Domingo XXVII del Tiempo Ordinario - Ciclo B
“Lo que Dios ha unido, que no lo separe el hombre” (Mc 10, 9)
Hace unos 2.800 años un israelita se hacía una pregunta, universal pregunta, aunque su planteamiento pueda variar: si Dios, su Dios, que es también nuestro Dios, es fuente de la que única y exclusivamente brota el bien, ¿de dónde procede el mal? Él era un israelita creyente, feliz con su mujer, de la que nunca pensó divorciarse. Feliz como tantos matrimonios cristianos que viven su felicidad en silencio y no son noticia, salvo cuando salen a la calle para manifestar su rechazo a extrañas y maliciosas fuerzas que intentan socavar los cimientos de su felicidad.
Desconocemos el nombre de este israelita, gran escritor y pensador. Ni un dios del mal ni una materia carcelera del espíritu. Un solo Dios, El-Es, fuente de bien y sólo de bien. Tal era su fe y nuestra fe. De él procede el bien de la existencia, afirmación que plasmaba mediante ideas acordes con su mundo cultural. Así nos presenta a Dios, vestido de alfarero, moldeando una figura humana, a la que infunde un soplo de vida, de su propia vida (por algo decimos que la vida es de Dios) y el corazón de Hombre comenzó a latir. Hombre, en hebreo Adam, moldeado con “adamah” o tierra del campo. Las palabras lo dicen todo. Por supuesto, si este hubiese vivido hoy, escribiría algo distinto, como distinta era su cultura de la nuestra.
Dios, siendo uno, sin embargo ni está solo, que es un Dios tripersonal, ni moldeó a Hombre para la soledad. Moldeó también innumerables figuras de animales a las que infundió un soplo de vida. Por muy sorprendentes que sean sus instintos y sus capacidades miméticas y por mínimas que sean las diferencias entre sus genomas y ADN y los del ser humano, “un abismo nos separa en cuerpo y sobre todo en mente del resto de las criaturas vivientes”, escribe J. L. Arsuaga en 1999. Lo mismo exactamente que escribía el israelita hace unos 2.800 años: Y Adam no encontró una ayuda conforme a su altura, a su nivel (Gn 2,20). Del varón, en hebreo “ix”, hizo Dios la mujer, en hebreo “ixah”, que colmó la dicha de Hombre y llenó su vacía soledad: “¡Esto sí que es!”, exclamó Adam. “Por eso, dejará el varón a su padre y a su madre y se unirá a su mujer y serán una sola carne”. Palabras que reflejaban la experiencia vivida por el escritor, la alegría que encontró en su mujer. Un solo varón y una sola mujer fundidos en una carne para siempre. El divorcio no entraba en su pensamiento.
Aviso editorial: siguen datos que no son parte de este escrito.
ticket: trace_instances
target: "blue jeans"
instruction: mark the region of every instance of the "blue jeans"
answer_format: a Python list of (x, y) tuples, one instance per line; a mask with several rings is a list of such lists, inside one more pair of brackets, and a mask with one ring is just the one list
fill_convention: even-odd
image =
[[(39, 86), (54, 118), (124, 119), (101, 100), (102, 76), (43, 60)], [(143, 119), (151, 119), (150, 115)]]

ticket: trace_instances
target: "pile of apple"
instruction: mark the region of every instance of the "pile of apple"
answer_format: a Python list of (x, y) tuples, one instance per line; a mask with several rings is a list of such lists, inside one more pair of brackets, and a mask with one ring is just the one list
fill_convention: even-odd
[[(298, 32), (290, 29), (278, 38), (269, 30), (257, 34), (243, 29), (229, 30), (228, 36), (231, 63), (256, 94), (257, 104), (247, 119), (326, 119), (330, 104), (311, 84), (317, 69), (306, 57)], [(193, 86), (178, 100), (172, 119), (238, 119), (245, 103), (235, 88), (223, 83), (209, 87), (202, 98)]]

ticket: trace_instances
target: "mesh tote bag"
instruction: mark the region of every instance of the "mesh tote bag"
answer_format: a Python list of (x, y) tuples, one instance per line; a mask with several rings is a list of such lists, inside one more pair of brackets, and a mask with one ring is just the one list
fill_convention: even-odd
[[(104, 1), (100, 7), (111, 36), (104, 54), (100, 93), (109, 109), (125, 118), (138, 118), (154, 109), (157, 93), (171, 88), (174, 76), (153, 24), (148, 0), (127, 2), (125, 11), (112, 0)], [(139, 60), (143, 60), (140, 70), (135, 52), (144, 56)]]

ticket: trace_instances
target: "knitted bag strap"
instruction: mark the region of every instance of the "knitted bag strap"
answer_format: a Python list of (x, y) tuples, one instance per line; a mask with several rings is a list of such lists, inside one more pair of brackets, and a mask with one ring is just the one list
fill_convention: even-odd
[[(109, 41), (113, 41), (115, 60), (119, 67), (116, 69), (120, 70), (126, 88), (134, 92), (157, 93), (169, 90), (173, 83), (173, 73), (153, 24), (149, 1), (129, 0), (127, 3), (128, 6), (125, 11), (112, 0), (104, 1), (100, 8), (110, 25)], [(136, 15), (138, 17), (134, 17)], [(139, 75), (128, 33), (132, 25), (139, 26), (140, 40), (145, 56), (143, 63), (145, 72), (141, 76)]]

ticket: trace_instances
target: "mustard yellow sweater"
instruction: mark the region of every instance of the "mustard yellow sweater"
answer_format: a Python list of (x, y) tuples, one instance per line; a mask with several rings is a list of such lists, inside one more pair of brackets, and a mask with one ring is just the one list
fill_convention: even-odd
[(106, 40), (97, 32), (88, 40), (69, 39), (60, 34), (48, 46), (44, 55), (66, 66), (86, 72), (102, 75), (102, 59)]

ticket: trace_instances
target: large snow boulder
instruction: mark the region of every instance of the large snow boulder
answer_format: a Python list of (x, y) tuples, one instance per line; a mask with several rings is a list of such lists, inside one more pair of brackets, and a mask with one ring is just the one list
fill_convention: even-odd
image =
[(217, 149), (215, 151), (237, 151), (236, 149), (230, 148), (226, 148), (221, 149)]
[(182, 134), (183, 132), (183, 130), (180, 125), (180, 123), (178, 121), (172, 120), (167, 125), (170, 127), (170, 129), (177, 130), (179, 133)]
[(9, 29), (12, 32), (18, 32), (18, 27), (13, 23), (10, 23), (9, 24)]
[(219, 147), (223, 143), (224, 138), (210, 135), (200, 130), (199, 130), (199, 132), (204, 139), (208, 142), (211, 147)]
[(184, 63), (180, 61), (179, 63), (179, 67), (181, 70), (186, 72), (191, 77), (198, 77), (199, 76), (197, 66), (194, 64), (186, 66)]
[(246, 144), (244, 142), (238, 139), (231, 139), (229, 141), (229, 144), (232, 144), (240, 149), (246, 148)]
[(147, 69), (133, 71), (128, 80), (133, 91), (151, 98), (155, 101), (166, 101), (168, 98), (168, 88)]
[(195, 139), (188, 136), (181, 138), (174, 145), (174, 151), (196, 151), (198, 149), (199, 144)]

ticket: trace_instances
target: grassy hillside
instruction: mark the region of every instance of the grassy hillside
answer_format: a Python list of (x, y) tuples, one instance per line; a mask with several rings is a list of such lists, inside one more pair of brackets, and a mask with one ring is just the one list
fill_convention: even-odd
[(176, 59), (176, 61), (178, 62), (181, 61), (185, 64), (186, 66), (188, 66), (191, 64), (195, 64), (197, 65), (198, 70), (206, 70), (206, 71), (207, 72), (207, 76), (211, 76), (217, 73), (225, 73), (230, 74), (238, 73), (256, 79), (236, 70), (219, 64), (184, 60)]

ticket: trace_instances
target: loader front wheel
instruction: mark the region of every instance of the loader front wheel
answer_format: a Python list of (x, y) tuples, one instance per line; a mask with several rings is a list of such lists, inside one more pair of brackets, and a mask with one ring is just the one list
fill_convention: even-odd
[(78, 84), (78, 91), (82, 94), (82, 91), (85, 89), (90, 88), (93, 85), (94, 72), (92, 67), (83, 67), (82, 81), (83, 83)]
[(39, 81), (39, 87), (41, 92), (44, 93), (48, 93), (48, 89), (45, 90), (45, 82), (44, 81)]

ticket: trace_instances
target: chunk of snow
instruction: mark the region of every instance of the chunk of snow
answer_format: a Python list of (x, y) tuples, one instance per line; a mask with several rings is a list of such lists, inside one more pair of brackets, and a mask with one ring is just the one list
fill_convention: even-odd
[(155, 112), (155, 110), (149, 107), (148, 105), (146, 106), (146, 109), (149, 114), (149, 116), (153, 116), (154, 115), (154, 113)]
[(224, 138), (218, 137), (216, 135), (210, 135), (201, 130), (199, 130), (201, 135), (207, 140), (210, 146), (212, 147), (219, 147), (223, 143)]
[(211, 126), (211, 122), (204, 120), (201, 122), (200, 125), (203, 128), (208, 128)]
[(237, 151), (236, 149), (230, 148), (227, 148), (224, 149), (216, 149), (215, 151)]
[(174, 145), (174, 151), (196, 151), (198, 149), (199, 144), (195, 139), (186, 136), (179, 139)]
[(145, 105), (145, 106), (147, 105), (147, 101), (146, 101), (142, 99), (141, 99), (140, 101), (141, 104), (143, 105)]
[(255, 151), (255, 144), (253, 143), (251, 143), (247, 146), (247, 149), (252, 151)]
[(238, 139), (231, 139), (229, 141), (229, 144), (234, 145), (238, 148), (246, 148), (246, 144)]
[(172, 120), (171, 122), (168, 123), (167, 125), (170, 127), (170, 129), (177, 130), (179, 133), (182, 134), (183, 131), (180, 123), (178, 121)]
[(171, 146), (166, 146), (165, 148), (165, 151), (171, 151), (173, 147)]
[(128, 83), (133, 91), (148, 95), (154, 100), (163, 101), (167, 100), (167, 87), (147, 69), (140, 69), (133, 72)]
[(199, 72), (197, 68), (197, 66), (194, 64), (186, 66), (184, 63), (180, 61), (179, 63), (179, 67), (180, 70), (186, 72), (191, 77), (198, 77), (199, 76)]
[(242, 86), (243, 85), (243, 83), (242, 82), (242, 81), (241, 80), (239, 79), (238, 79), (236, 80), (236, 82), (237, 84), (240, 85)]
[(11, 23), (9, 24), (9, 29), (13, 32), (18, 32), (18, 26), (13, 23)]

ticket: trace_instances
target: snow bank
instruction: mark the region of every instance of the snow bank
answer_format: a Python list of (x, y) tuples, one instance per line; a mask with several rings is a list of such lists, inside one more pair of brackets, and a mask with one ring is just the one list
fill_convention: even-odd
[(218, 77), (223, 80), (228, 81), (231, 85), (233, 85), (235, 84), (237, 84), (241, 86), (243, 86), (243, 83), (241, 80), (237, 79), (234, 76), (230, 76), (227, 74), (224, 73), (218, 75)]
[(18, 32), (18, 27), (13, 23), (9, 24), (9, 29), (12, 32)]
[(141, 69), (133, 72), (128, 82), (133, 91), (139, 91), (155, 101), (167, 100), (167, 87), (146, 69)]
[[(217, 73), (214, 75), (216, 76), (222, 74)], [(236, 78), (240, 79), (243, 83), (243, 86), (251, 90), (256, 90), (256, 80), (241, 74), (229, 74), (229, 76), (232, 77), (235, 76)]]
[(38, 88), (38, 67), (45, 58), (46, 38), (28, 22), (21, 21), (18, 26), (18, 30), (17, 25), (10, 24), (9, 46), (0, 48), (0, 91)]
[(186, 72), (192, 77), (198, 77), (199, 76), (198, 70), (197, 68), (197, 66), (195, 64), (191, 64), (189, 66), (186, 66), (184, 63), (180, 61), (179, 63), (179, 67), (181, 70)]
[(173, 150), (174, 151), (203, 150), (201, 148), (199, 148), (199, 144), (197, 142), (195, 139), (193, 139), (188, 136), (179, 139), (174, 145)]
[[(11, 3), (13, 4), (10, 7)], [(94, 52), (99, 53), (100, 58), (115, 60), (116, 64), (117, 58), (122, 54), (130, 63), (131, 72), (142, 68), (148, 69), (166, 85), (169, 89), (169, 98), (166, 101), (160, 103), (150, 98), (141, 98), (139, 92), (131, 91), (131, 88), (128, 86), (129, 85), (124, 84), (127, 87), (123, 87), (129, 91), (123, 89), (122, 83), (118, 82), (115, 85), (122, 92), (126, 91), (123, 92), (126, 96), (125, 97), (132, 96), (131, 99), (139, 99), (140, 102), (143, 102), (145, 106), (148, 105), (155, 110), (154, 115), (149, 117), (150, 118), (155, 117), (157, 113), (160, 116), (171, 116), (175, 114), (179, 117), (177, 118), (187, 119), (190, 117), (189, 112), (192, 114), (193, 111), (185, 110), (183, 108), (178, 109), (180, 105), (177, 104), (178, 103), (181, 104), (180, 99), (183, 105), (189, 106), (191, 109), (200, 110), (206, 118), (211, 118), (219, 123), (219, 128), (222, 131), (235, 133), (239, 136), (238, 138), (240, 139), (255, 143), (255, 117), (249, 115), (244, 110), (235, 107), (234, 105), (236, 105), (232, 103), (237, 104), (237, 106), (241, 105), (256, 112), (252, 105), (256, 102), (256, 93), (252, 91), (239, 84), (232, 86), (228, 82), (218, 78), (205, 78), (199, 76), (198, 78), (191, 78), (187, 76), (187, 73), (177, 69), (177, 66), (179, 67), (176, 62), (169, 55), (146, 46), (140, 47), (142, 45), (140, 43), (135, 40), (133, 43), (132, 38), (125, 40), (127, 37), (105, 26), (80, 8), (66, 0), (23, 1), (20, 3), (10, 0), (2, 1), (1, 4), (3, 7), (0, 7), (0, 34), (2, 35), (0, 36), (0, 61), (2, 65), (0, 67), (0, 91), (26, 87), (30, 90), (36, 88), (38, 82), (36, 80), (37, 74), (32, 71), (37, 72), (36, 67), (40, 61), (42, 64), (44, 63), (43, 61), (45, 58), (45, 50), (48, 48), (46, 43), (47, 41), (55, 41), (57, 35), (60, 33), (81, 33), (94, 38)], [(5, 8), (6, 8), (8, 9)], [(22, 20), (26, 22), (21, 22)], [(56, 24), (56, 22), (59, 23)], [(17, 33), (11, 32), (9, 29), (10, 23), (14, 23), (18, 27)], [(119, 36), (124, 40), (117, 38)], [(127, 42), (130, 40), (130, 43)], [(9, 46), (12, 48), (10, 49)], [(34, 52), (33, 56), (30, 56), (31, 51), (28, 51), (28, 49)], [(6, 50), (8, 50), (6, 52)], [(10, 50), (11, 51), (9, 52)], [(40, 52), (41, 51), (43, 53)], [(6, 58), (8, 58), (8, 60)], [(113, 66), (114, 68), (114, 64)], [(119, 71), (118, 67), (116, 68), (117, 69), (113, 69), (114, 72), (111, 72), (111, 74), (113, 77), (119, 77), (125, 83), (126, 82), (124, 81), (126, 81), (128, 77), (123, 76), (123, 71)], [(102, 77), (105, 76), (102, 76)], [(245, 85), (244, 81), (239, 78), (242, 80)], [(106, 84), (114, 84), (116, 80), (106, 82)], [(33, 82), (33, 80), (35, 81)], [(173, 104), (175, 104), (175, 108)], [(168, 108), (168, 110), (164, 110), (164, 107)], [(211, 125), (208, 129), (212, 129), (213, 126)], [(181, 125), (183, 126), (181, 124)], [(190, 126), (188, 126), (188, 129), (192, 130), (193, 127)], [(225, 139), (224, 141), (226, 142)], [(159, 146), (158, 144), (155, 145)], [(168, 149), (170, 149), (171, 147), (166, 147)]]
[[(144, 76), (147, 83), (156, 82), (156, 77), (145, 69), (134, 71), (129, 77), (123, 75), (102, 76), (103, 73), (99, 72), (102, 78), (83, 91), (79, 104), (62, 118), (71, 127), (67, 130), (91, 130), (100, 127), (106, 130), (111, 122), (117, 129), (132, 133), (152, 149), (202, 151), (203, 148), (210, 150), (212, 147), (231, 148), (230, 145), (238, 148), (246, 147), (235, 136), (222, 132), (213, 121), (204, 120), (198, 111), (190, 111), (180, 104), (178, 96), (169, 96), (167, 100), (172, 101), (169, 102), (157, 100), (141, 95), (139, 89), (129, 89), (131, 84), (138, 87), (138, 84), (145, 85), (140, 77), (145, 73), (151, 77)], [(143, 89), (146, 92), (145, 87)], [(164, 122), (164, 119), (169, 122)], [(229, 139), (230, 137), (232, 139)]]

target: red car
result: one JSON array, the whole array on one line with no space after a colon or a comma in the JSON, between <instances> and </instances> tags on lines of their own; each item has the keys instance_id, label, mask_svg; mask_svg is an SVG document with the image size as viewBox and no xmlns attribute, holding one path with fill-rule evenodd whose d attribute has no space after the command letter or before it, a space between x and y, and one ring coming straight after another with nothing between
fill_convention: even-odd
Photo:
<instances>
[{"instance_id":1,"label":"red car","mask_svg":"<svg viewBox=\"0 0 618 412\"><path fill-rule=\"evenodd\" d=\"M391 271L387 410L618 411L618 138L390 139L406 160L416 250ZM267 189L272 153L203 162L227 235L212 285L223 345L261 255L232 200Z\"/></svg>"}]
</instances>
Las obras de Dios, maravillosas, las mancha el hombre. Se manchó a sí mismo, obra la más maravillosa de Dios. Misión de su Hijo, de Jesucristo fue la de devolver a la obra de Dios su prístina belleza. Con razón dirá que “al principio no fue así”. Afirmación esta de lo que es connatural al hombre, declaración de derecho natural. Si la naturaleza en ocasiones sale por sus fueros, las palabras de Jesús son una advertencia.
La Opinión-El Correo de Zamora, 4/10/09.